We both laughed for a minute, and then I glanced over at him again. I remembered that when I was little, Matt always seemed to be laughing, and that he had a revolving series of girlfriends, but now there were a lot of frown lines around his perpetually tight-lipped mouth, and I knew that his relationships usually couldn’t outlast green bananas. I felt like I wanted to ask him more about it, but he was clearly uncomfortable, so I let it go while he started a long monologue about the Red Sox that lasted through the rest of the meal.
When we were heading out, the waitress waved us off, pocketing the check, and I knew that she must know about the owners, and who Matt was. My stomach was full, but for a second I thought about the owner, still looking for a daughter who he must know was dead, and I actually felt guilty for the free meal.
My guilt lasted through Matt dropping me back off and the rest of my shift. I managed to miss my bus again, and I counted all the things that I had to do on the long walk home. It was a warm afternoon, and I’d worked up a sweat by the time I got to my apartment. The door was unlocked, an unfortunate but not entirely unusual by-product of living with Larry, who on more than one occasion had lost his keys and just left the door itself unlocked when he went out.
I opened the door slowly and cautiously, just in case a thief had finally taken Larry up on this repeated offer to steal all of our stuff. But instead of some crackhead bent on financing a drug addiction, I found something far more unexpected in our kitchen.
Beth, my girlfriend—if I could even call her that anymore.
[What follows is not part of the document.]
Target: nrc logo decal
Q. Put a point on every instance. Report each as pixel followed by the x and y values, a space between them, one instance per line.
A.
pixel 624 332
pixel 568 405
I hadn’t seen her in almost three weeks, after a shared trip down to a film festival on the Brown University campus. It had been a great date, with lots of clandestine groping and making out intermixed with whispered comments about directorial decisions. Later, Beth got us into a festival after-party organized and hosted by the film studies department, and I’d finally begun hoping that we were getting over the whole sex-with-my-roommate business. She’d excused herself to go to the bathroom, and I was going for a second pass at the buffet table when a casual glance over my shoulder revealed what she was actually doing: giving her phone number to a doctoral candidate in his thirties who, judging by his bright red slacks, was clearly a tool. The evening had ended in one of those crappy party situations where you’re having a fight in a hallway, and everyone you know ends up walking past you. The result of the fight had not been positive—Beth had accused me of having repressively traditionalistic gender and sexual beliefs and told me to read Judith Butler. I’d ended up so much on the defensive that I actually apologized to her when I dropped her off at her apartment. Two days later she’d sent me a sixteen-page e-mail that outlined her view of what a modern and liberated relationship was supposed to look like, which boiled down to her being able to have sex with as many people as she liked.